5 Conclusion and Remarks

During the last decade, several attempts have been made to address the stereopsis problem using Neuromorphic Silicon Retina. Most of the existing stereo matching algorithms using DVS either are rooted in classical frame-based methods or temporal correlation. In order to fully take advantage of DVS sensors, developing efficient event-driven visual processing algorithms is necessary and remains an unsolved challenge. In this work we propose an asynchronous event-based stereo matching solution for DVS. The main idea of the proposed algorithm is grounded in cooperative computing principle which was first proposed by Marr in the 80s. The classic cooperative approach for stereoscopic fusion operates on static features. The question we have addressed in this paper is how to formulate an event-driven cooperative process to deal with dynamic spatiotemporal descriptive features such as DVS events. To combine temporal correlation of the events with physical constraints, we have added a computationally simple internal dynamics into the network, such that each single cell can achieve temporal sensitivity to the events. Consequently the cooperation amongst distributed dynamic cells can facilitate a mechanism to extract a global spatiotemporal correlation for input events.
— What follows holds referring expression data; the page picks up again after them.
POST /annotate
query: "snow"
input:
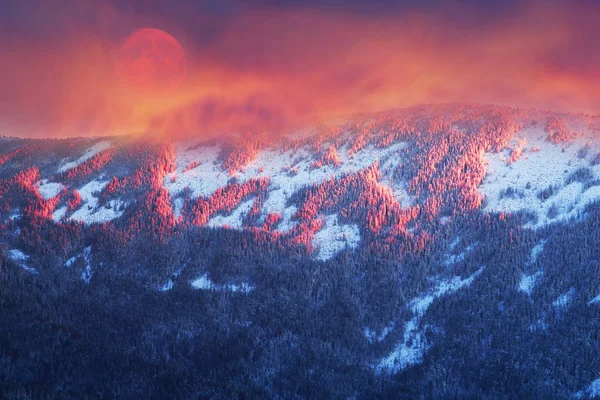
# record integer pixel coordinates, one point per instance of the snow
(234, 220)
(203, 180)
(592, 391)
(204, 283)
(334, 237)
(178, 204)
(537, 250)
(288, 172)
(86, 275)
(373, 337)
(70, 261)
(564, 299)
(90, 212)
(527, 282)
(169, 285)
(535, 171)
(48, 190)
(21, 259)
(59, 213)
(89, 153)
(413, 347)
Knowing the disparity of a moving object in the retina’s field of view, we have used two basic experiments to analyze the accuracy and the detection rate of the proposed algorithm. Obtained disparity maps are smooth and coherent with the depth in which the stimuli are moving. The detection rate considerably outperforms previous works. In the second experiments we evaluated the performance of the algorithm in response to temporally-overlapping events. The results show that the cooperative dynamics intrinsically reduces the ambiguity of the correspondence problem when coincident cluster of events lie on the same epipolar lines.